The Japanese automaker said it aims to install its TransLog driving recorder devices into Grab’s fleet of lease cars to access the data on driving patterns that will be crucial to its push into the nascent mobility-as-a-service industry.
“Only ride-hailing companies have good, extensive data on usage, so automakers want to be connected with that,” said Egil Juliussen, director of research for automotive infotainment and advanced driver assistance systems at IHS Markit.
Grab already monitors driving behavior through its app to increase ride safety, sending emails about speed and braking, for instance, to its drivers, such as Singapore’s Rennu MaHajjan.
“With this system, it keeps me in check,” said MaHajjan, 57.
It will get even more vehicle data with Toyota, which has been harvesting data through TransLog since 2016 in sales and trials with taxi firms and car-hailing operators including Grab. The data gives Toyota insight into fleet management as it develops services including futuristic concepts such as pay-per-use mobile restaurants.
The latest deal, announced last week, gives Toyota access to a single pool of vehicles which potentially eclipses all others. That will allow it to capture a volume of data that would be difficult to collect from private cars which are only used for under 5 percent of any given day, often on routine commutes.

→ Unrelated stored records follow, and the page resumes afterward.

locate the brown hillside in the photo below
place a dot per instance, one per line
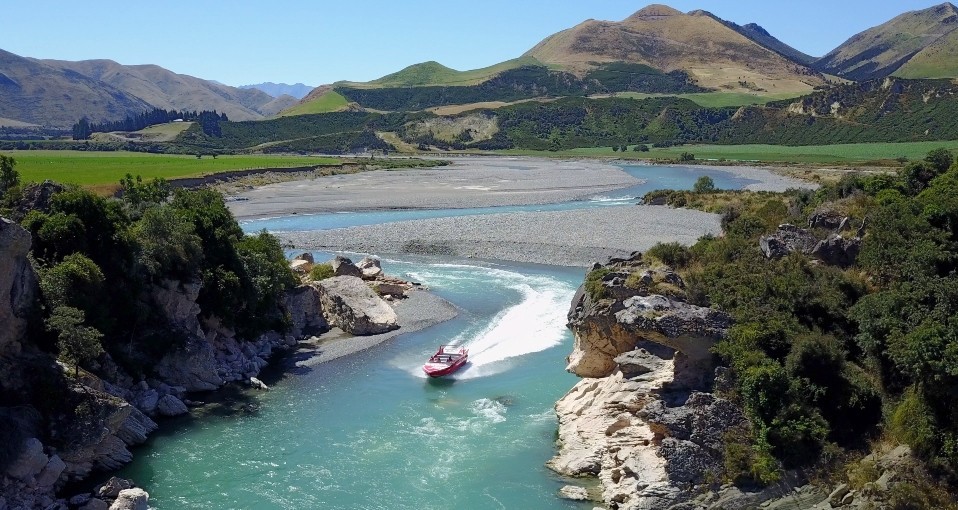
(35, 93)
(165, 89)
(662, 37)
(882, 50)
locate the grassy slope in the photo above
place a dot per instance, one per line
(821, 154)
(106, 168)
(940, 60)
(331, 101)
(717, 99)
(434, 73)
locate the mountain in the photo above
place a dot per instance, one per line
(165, 89)
(57, 93)
(698, 43)
(276, 90)
(34, 92)
(756, 33)
(926, 36)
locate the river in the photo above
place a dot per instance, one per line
(370, 431)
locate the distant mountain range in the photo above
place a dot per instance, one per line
(657, 50)
(297, 90)
(58, 93)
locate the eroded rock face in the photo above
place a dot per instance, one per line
(787, 239)
(640, 420)
(352, 306)
(306, 311)
(18, 285)
(606, 328)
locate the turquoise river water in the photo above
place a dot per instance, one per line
(370, 431)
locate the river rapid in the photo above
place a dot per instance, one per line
(370, 431)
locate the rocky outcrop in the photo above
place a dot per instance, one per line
(836, 250)
(18, 285)
(343, 266)
(787, 239)
(305, 312)
(352, 306)
(642, 420)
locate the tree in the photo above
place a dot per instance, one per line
(77, 343)
(8, 174)
(704, 184)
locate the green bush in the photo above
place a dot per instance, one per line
(672, 254)
(593, 283)
(321, 272)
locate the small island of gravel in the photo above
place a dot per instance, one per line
(570, 238)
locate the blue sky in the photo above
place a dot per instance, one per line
(316, 42)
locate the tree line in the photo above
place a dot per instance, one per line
(208, 119)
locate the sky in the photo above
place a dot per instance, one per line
(321, 41)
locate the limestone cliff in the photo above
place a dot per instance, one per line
(641, 419)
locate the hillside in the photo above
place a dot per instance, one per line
(33, 92)
(715, 55)
(276, 90)
(165, 89)
(761, 36)
(883, 50)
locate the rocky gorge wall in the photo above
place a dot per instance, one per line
(99, 414)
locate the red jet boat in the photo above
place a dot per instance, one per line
(447, 360)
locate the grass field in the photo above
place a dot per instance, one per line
(99, 169)
(331, 101)
(717, 99)
(857, 153)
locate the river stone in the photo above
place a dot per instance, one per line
(370, 267)
(131, 499)
(111, 489)
(171, 406)
(574, 492)
(343, 266)
(352, 306)
(96, 504)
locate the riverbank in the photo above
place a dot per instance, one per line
(559, 238)
(418, 310)
(467, 182)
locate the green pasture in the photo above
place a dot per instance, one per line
(107, 168)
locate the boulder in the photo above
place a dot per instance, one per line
(131, 499)
(96, 504)
(343, 266)
(18, 285)
(171, 406)
(835, 250)
(300, 266)
(827, 219)
(36, 197)
(111, 489)
(388, 289)
(574, 493)
(352, 306)
(370, 268)
(305, 312)
(787, 239)
(30, 462)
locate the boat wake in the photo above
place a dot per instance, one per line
(534, 323)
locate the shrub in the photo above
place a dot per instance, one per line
(671, 254)
(321, 272)
(593, 283)
(704, 184)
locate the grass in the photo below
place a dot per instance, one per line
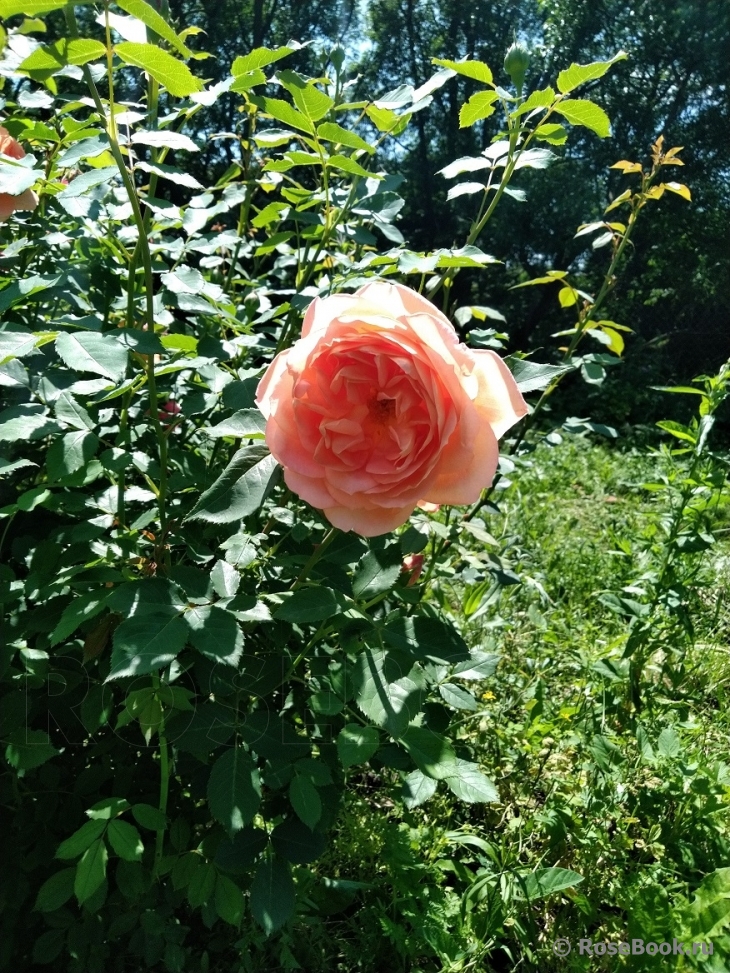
(637, 803)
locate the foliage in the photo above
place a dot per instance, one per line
(208, 698)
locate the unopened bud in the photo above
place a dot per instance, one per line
(516, 63)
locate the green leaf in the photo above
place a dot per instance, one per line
(125, 841)
(27, 288)
(305, 800)
(297, 843)
(457, 697)
(164, 68)
(272, 894)
(70, 453)
(82, 839)
(431, 752)
(538, 99)
(152, 19)
(50, 58)
(228, 901)
(578, 74)
(237, 854)
(81, 184)
(240, 490)
(431, 639)
(90, 871)
(258, 58)
(345, 164)
(28, 749)
(242, 424)
(55, 891)
(145, 643)
(312, 604)
(82, 608)
(173, 174)
(15, 179)
(581, 112)
(201, 888)
(215, 633)
(149, 817)
(544, 881)
(469, 69)
(480, 665)
(16, 343)
(307, 97)
(531, 376)
(68, 410)
(108, 808)
(479, 106)
(234, 789)
(417, 789)
(356, 744)
(668, 743)
(469, 784)
(387, 695)
(91, 352)
(552, 134)
(272, 737)
(331, 132)
(285, 113)
(677, 430)
(376, 573)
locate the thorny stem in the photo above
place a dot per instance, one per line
(143, 244)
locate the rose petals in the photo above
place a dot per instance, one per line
(379, 408)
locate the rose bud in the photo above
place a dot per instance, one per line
(378, 408)
(26, 200)
(516, 63)
(414, 564)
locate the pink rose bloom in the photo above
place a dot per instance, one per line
(27, 199)
(378, 408)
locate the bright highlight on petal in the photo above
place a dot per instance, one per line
(378, 408)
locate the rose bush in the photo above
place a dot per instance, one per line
(379, 407)
(26, 200)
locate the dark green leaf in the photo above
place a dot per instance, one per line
(164, 68)
(55, 891)
(215, 633)
(470, 784)
(376, 573)
(387, 695)
(146, 643)
(90, 352)
(228, 901)
(28, 749)
(293, 840)
(305, 800)
(234, 790)
(241, 488)
(125, 840)
(149, 817)
(90, 871)
(417, 789)
(272, 894)
(80, 840)
(311, 604)
(356, 744)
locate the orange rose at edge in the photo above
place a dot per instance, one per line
(379, 408)
(26, 200)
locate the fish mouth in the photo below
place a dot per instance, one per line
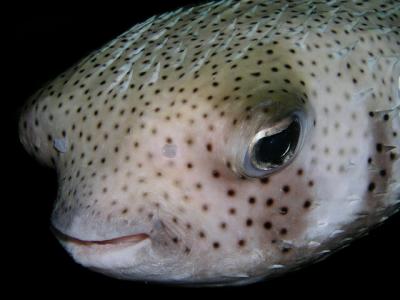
(121, 240)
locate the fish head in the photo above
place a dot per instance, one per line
(224, 153)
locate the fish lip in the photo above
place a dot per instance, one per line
(126, 239)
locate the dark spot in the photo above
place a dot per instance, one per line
(307, 204)
(252, 200)
(371, 187)
(267, 225)
(286, 189)
(215, 174)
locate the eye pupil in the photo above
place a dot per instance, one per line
(275, 149)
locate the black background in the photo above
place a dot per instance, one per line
(43, 43)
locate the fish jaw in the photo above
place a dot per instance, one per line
(161, 157)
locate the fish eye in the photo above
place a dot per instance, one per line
(274, 147)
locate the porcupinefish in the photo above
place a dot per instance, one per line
(227, 142)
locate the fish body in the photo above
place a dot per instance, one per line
(156, 140)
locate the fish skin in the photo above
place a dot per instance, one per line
(339, 105)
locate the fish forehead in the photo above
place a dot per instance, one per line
(150, 115)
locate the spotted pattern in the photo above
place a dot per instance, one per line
(144, 133)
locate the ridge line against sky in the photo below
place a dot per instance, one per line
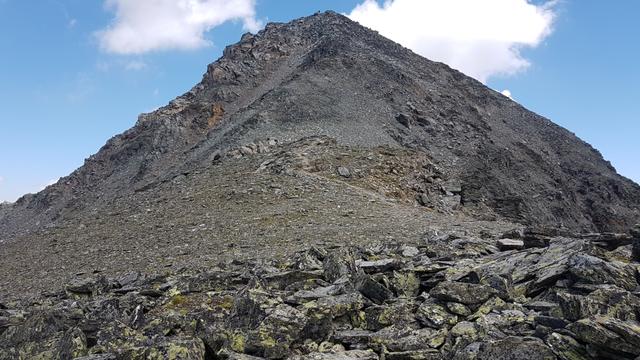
(108, 62)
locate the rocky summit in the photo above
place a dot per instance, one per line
(325, 193)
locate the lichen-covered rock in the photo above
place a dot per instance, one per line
(609, 301)
(435, 315)
(593, 270)
(464, 293)
(516, 348)
(566, 347)
(344, 355)
(608, 335)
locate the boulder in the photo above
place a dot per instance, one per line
(509, 244)
(516, 348)
(609, 335)
(434, 315)
(464, 293)
(593, 270)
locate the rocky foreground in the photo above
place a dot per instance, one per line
(528, 294)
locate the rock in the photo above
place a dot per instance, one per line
(609, 240)
(458, 309)
(435, 316)
(610, 301)
(273, 338)
(464, 293)
(468, 330)
(337, 264)
(345, 355)
(404, 119)
(372, 289)
(401, 338)
(544, 307)
(400, 314)
(551, 322)
(516, 348)
(344, 172)
(428, 354)
(593, 270)
(409, 251)
(566, 347)
(405, 284)
(378, 266)
(510, 244)
(352, 337)
(425, 200)
(453, 187)
(88, 286)
(609, 335)
(339, 305)
(303, 296)
(537, 237)
(635, 249)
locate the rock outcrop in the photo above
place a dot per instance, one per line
(382, 301)
(324, 193)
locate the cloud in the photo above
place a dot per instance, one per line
(135, 65)
(482, 38)
(142, 26)
(47, 184)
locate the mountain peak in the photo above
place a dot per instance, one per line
(326, 75)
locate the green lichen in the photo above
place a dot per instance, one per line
(237, 342)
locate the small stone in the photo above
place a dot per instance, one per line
(458, 309)
(510, 244)
(404, 119)
(373, 290)
(464, 293)
(635, 248)
(344, 172)
(378, 266)
(435, 316)
(409, 251)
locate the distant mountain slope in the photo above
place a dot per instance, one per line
(326, 75)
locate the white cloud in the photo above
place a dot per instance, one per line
(481, 38)
(135, 65)
(49, 183)
(141, 26)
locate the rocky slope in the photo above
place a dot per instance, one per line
(326, 75)
(524, 295)
(324, 193)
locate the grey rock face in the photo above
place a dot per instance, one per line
(267, 86)
(278, 310)
(271, 212)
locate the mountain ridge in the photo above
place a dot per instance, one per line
(285, 65)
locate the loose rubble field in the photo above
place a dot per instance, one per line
(451, 297)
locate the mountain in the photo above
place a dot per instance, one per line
(321, 134)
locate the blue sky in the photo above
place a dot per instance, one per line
(64, 90)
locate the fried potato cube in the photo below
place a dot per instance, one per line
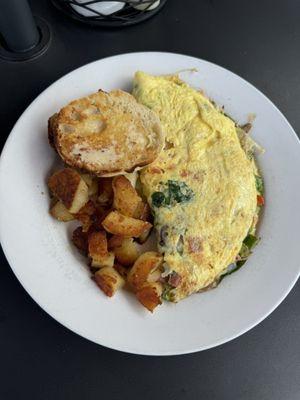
(123, 271)
(60, 212)
(126, 199)
(105, 197)
(80, 240)
(109, 280)
(143, 268)
(68, 186)
(125, 249)
(144, 236)
(98, 252)
(149, 295)
(119, 224)
(92, 183)
(86, 215)
(145, 216)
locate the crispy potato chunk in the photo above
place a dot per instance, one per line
(60, 212)
(126, 199)
(68, 186)
(143, 268)
(125, 249)
(109, 280)
(86, 215)
(80, 240)
(123, 271)
(119, 224)
(150, 295)
(144, 236)
(98, 252)
(92, 183)
(105, 197)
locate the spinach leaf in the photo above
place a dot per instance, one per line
(158, 199)
(174, 192)
(250, 241)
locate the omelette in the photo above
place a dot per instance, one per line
(202, 189)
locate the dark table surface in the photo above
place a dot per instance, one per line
(40, 359)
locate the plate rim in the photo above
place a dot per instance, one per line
(4, 246)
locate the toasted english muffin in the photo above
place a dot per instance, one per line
(106, 134)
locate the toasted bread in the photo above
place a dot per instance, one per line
(106, 134)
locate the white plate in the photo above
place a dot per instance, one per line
(40, 254)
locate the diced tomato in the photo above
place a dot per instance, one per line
(260, 200)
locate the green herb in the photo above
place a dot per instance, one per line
(259, 184)
(179, 191)
(174, 192)
(249, 242)
(158, 199)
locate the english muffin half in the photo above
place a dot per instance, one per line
(106, 134)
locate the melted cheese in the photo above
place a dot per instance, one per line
(203, 151)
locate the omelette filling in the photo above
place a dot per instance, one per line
(204, 189)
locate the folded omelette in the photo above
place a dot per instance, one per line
(202, 188)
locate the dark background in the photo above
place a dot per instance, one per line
(40, 359)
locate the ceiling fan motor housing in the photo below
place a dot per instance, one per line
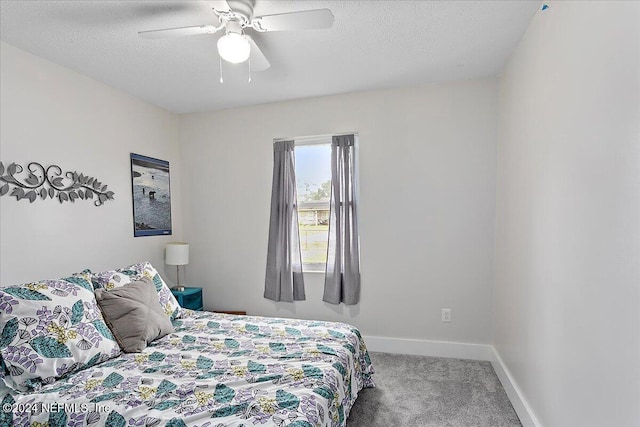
(243, 8)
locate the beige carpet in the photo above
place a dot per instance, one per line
(433, 392)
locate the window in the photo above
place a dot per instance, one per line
(313, 188)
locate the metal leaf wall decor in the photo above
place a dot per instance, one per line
(50, 183)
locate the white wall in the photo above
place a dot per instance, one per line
(427, 179)
(567, 300)
(52, 115)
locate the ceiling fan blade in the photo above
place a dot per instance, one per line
(258, 61)
(305, 20)
(178, 32)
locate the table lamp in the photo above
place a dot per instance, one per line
(177, 253)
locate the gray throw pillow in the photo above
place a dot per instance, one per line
(134, 314)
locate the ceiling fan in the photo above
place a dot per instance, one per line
(235, 17)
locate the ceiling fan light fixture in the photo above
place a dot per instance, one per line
(234, 47)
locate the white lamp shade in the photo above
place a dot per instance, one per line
(234, 48)
(177, 253)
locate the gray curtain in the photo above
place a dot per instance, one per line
(342, 279)
(284, 281)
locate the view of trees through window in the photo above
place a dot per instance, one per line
(313, 186)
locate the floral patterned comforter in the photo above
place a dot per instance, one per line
(215, 370)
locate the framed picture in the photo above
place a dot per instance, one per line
(151, 196)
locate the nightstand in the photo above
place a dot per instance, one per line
(189, 298)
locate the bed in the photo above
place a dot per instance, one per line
(213, 370)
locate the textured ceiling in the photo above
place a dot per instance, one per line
(373, 44)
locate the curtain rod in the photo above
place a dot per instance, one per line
(313, 139)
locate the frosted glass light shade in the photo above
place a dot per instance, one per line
(234, 48)
(177, 253)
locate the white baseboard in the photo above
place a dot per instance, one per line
(455, 350)
(459, 350)
(524, 411)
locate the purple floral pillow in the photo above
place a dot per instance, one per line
(123, 276)
(50, 329)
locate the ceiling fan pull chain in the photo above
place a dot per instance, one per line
(221, 79)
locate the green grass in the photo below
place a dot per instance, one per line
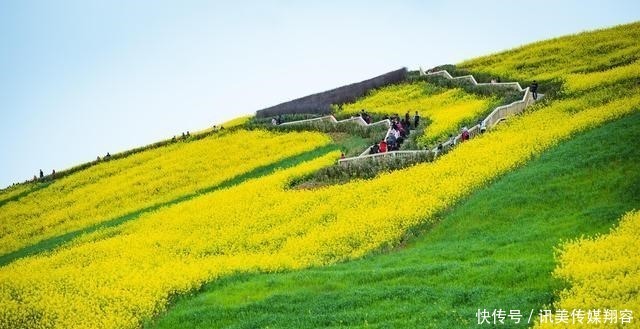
(493, 250)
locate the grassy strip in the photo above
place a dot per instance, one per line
(494, 250)
(52, 243)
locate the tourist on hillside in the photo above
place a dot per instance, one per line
(465, 134)
(391, 141)
(374, 148)
(383, 146)
(534, 89)
(452, 140)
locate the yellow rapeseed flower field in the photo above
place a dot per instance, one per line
(118, 277)
(604, 273)
(446, 108)
(115, 188)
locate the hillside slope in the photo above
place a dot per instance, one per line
(122, 276)
(494, 250)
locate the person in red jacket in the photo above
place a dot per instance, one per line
(383, 146)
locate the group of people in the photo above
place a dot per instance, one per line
(399, 131)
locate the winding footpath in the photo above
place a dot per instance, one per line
(498, 114)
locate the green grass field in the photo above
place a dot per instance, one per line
(493, 250)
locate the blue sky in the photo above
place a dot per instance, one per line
(79, 79)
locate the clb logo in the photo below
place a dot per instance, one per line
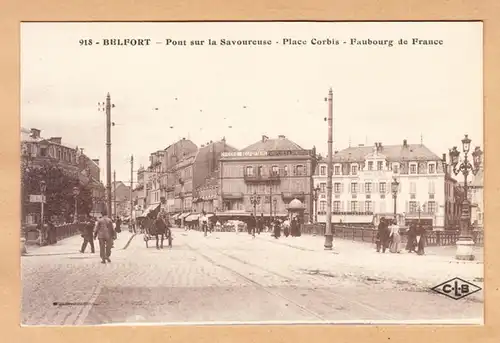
(456, 288)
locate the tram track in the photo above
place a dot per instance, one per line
(354, 303)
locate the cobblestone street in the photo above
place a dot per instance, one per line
(229, 277)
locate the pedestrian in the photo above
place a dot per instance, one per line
(87, 235)
(252, 225)
(383, 235)
(412, 238)
(395, 238)
(421, 240)
(104, 232)
(277, 228)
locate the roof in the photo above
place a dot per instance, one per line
(267, 144)
(412, 152)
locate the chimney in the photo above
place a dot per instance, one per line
(56, 140)
(35, 133)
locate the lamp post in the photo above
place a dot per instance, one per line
(395, 189)
(465, 242)
(316, 191)
(254, 200)
(76, 192)
(43, 189)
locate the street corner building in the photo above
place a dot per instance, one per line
(271, 177)
(362, 180)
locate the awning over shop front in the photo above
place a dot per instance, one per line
(352, 219)
(192, 217)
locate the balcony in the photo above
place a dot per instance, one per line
(273, 177)
(232, 195)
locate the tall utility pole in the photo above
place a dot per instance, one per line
(114, 193)
(131, 186)
(328, 231)
(108, 152)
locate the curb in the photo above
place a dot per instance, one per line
(129, 241)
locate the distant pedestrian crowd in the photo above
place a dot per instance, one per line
(389, 238)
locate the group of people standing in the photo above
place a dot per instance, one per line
(105, 231)
(389, 237)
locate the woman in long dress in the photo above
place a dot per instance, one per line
(395, 246)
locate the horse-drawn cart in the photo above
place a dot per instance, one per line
(154, 231)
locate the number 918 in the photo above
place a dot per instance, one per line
(85, 42)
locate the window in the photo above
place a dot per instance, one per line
(413, 188)
(337, 188)
(368, 187)
(413, 206)
(413, 168)
(432, 187)
(368, 206)
(382, 187)
(354, 187)
(354, 169)
(299, 170)
(431, 206)
(322, 187)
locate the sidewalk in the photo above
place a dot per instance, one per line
(72, 245)
(358, 258)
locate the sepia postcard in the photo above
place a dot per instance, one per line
(209, 173)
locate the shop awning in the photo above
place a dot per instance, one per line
(192, 217)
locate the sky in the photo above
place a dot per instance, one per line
(162, 93)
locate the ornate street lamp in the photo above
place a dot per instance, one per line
(465, 242)
(76, 192)
(43, 189)
(316, 191)
(254, 200)
(395, 189)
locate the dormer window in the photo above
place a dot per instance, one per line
(432, 168)
(354, 169)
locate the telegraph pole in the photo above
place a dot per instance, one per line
(328, 231)
(114, 193)
(131, 187)
(108, 151)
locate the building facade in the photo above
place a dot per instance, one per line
(362, 178)
(37, 151)
(265, 177)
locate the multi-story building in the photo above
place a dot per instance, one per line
(37, 151)
(362, 178)
(272, 171)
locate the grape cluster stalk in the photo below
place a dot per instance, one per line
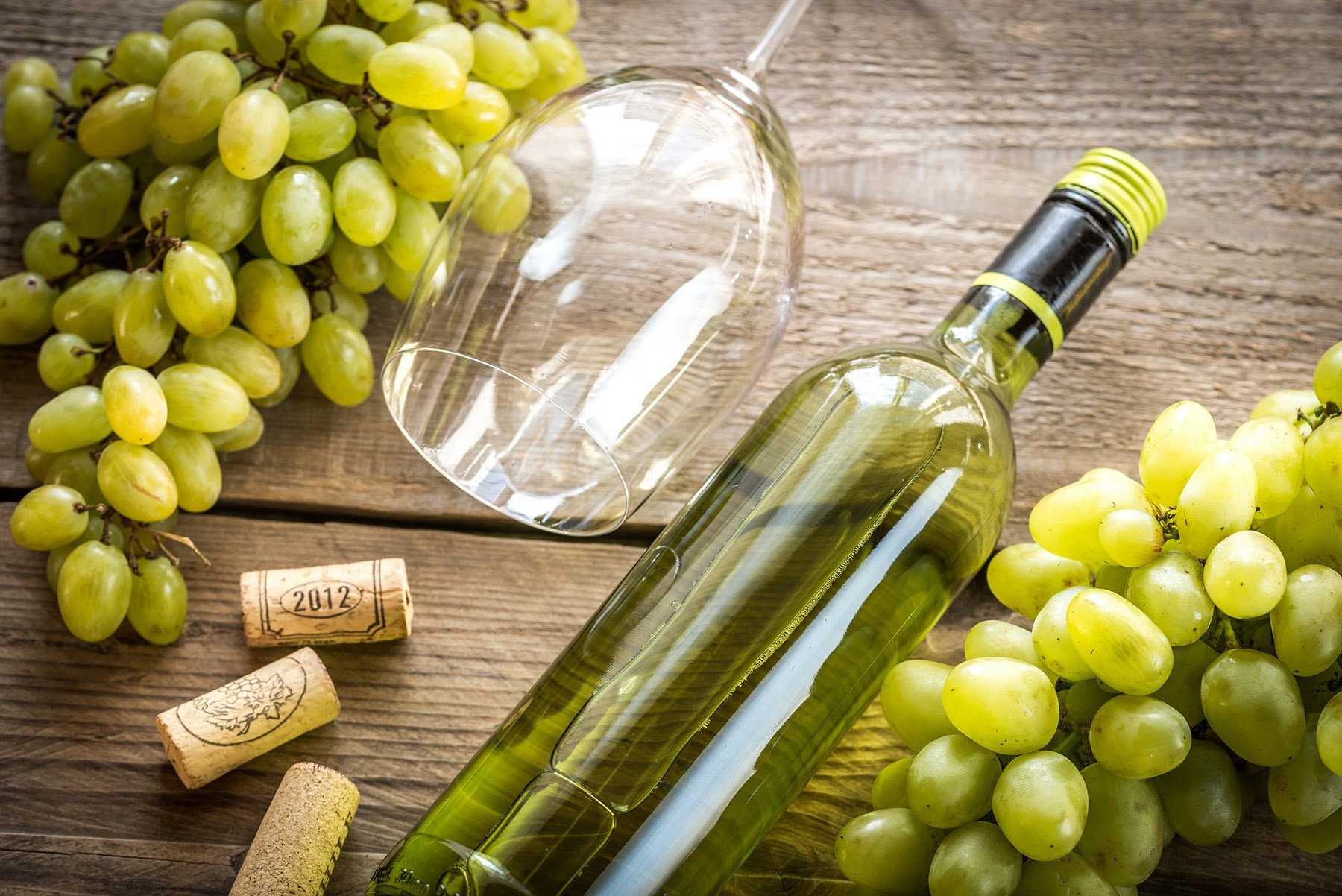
(228, 189)
(1180, 662)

In return, Grab will be able to expand services such as food delivery and digital payments using Toyota’s $1 billion investment — the biggest by a traditional automaker in a ride-sharing app maker.
The deal reflects how automakers are clamoring for access to ride-hailing firms’ extensive user bases through a spate of partnerships, as they compete with technology companies to develop autonomous cars and next-generation transport services.
Toyota’s vision of such services includes convoys of shuttle bus-sized, self-driving multi-purpose vehicles used, for instance, as pay-per-use mobile restaurants and hotels, which the automaker plans to develop and customize for retail customers.
“There’s data about the car, and then there’s also data about the service — how many customers drivers have, what’s the average mileage, where the rides are concentrated,” said Juliussen. “Having that picture in all the major (Southeast Asian) cities, that becomes very valuable.”
Toyota and Grab will be able to use the data for possible collaboration on data-driven services such as vehicle diagnostics and customized insurance plans based on driver usage.
The data will also help Grab maintain efficiency in fleet maintenance as it expands deeper into Southeast Asia where it operates in over 200 cities. It has said it wants build the region’s largest car rental fleet by the fourth quarter of 2018.
“Vehicle maintenance costs, insurance costs, these are bread-and-butter issues for ride-hailing drivers,” said Chua Kee Lock, chief executive of Vertex Venture Holdings in Singapore, an early Grab investor.
Industry experts said Toyota could expand its data service to more mobility firms such as Didi Chuxing, Uber Technologies Inc. and Amazon.com Inc, with which it has separate partnerships.
“This partnership with Toyota will keep Grab’s platform ‘sticky’ and give drivers less incentive to switch to competitors,” said Chua. “This is Grab’s edge over the long-run.”